After the all Valley, Johnny actually properly apologised to Daniel and they became close friends. When they graduated, they were still meeting up (Okinawa trip forgotten-). Christmas was around the corner and Daniel was insisting for Johnny to come with them (his ma and himself) to new Jersey so they can spend it together with his family, and Johnny could actually have a REAL Christmas with a REAL winter.
Daniel:" you never saw real snow?!"
Johnny:" So what?....I've never travel out of California if it wasn't for one of Sid stupid expensive trip to Greece or France....{which mom insisted to bring me along.}"

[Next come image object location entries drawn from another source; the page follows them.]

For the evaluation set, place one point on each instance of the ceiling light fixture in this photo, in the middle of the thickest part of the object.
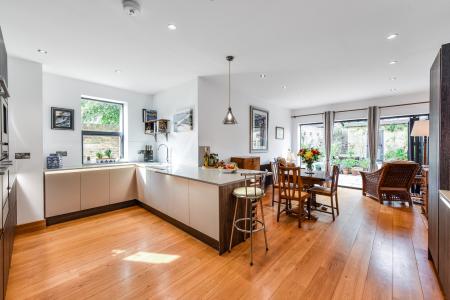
(229, 117)
(392, 36)
(131, 7)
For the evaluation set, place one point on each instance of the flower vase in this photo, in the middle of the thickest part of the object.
(309, 168)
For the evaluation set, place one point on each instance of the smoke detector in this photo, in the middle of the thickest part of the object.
(131, 7)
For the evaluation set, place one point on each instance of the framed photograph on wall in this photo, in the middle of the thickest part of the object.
(183, 121)
(62, 118)
(279, 133)
(259, 130)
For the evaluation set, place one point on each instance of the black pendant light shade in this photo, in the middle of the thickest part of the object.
(229, 117)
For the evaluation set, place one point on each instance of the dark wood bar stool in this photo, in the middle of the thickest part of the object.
(274, 166)
(329, 192)
(291, 189)
(251, 193)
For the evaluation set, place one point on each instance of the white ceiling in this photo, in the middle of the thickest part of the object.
(323, 51)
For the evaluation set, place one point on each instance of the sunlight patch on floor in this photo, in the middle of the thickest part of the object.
(151, 258)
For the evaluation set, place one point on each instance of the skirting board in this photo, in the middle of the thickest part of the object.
(30, 227)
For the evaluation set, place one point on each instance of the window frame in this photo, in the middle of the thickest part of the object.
(104, 133)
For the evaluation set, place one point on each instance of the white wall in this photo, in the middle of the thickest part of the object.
(361, 114)
(233, 140)
(25, 128)
(183, 146)
(66, 92)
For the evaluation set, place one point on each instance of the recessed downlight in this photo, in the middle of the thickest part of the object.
(392, 36)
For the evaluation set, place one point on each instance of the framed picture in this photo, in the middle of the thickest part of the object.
(149, 115)
(279, 133)
(183, 121)
(259, 130)
(62, 118)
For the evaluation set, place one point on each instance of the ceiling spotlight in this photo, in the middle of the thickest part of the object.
(131, 7)
(392, 36)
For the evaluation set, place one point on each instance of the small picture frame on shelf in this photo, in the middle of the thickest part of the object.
(62, 118)
(279, 133)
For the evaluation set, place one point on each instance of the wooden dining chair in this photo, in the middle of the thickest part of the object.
(290, 188)
(274, 166)
(330, 192)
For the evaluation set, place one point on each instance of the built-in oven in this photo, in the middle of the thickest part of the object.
(4, 151)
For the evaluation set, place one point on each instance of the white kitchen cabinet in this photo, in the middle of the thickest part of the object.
(204, 208)
(122, 184)
(94, 188)
(158, 191)
(62, 193)
(141, 181)
(177, 190)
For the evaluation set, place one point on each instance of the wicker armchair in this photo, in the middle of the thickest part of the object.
(390, 183)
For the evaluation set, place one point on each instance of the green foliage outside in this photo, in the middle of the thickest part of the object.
(101, 116)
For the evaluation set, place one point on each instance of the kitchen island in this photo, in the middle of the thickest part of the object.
(197, 200)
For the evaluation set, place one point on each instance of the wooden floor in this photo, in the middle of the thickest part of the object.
(371, 251)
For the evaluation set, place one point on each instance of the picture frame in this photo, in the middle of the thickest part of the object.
(183, 121)
(62, 118)
(259, 130)
(279, 133)
(149, 115)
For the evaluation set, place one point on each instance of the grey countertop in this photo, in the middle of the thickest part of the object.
(210, 176)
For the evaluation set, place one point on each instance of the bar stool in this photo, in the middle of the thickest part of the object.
(251, 193)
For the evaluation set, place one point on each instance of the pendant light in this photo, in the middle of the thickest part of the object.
(229, 117)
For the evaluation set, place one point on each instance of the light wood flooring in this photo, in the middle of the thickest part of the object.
(371, 251)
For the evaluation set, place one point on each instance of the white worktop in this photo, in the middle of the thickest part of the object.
(211, 176)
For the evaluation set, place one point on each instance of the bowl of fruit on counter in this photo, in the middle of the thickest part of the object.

He finally accepted to go with him and went to new Jersey. Johnny got spoiled by compliments from pratically every members of Larusso family (except Louis who was jealous of him because he was a big blond pretty boy so he didn't stop to teasing him by saying that he was gay for Daniel.....whish was not totally wrong-)
The person who was always with Johnny was actually Daniel's nonna. (Daniel got a lot to do to help the family around, eapecially in kitchen) She always make sure that he eat properly. (too much- really too much.
Daniel:" your cheeks became more round"* found it cute-*
Johnny:" Nonna don't want me to starve."
Daniel:" you call her Nonna now?"
Johnny:" she wanted me to, who am I to say no to a lady?")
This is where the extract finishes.